I turned on the MacBook and noticed it was crawling. There were also a bunch of programs that opened upon starting (Skype, Spotify, instant messenger-type programs) which also contributed to the slow running of this computer. I’ll admit that I was a little disappointed; I was under the impression the hard drive would have been wiped completely clean so that all we’d have to do is set it up for our use. That wasn’t the case. A quick Google search revealed ways to wipe the hard drive clean and reinstall whatever operating system was resident on the computer. To be honest, it sounded like quite the hassle.
So I had the idea of taking the MacBook to the Genius Bar at the local Apple Store. I did a little research to reveal that the MacBook was running OS X v10.5.8 (Leopard) and that it dated to about late-2007 (MacBook 13”, 1 GB memory with Intel Core 2 Duo processor). I wanted to know if it was worth going through the effort of wiping its hard drive clean and reinstalling the operating system, and possibly upgrading to a newer OS that this computer could handle.
When I arrived at the Genius Bar, the guys raised eyebrows at the dinosaur I brought in (and believe me, next to the sleek new MacBook Pros and MacBook Airs, this 5-pound dirty white thing looked really ancient). I asked them my question, and they had a look at it. They even guessed probably a 2007 model. Once its identity was confirmed, the next question was: would it be worth it to revive this ‘vintage’ machine?

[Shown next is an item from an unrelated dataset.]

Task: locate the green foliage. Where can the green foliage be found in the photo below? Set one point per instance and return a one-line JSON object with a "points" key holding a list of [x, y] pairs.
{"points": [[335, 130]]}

A couple of the fellows debated this briefly and decided that yes, it might be worth giving it a shot. They decided not to install any OS newer than the most recent version of Snow Leopard (10.6.8 v.1.1) especially given that version would be the last to support the Intel Core Duo CPUs.
So they wiped the hard drive and installed the OS, which took about half an hour. In the meantime, I noticed they took some wipes and started scrubbing the MacBook. By the time they were finished, it looked like a totally different computer! It was gleaming white, the keys were shiny white, and all the pinks and greys and greens of what I thought might have been some kind of ink were all gone. Talk about going above and beyond the call of duty!
I set up the MacBook for my friend, Cindy, and saw that it was working quite well. The speed seemed adequate. She said as long as she could check her Facebook page and pay her bills online, she would be very happy. Of course, the MacBook doesn’t respond as quickly as something more modern, but for Cindy’s needs, it’s enough, and if the MacBook were in a place with faster Internet, it would work fine. (It worked just fine in my place, and I just have a relatively slow DSL connection.)
I’d say if you have an old MacBook that you were thinking of passing down to the kids so they could use it for their school work or to the elderly parents so they could stay in touch with the grandkids, it’s probably worth it to reset it to factory conditions and then set it up like new. Oh, and the price I paid at the Genius Bar: Zero. They didn’t ask me for any payment whatsoever! Yes, I do have AppleCare, but that covers my iPhone 4.
Kudos to the Genius Bar and the Apple Store. You have shown, very consistently, very good customer service. I can see why people tend to be very loyal to the Apple brand.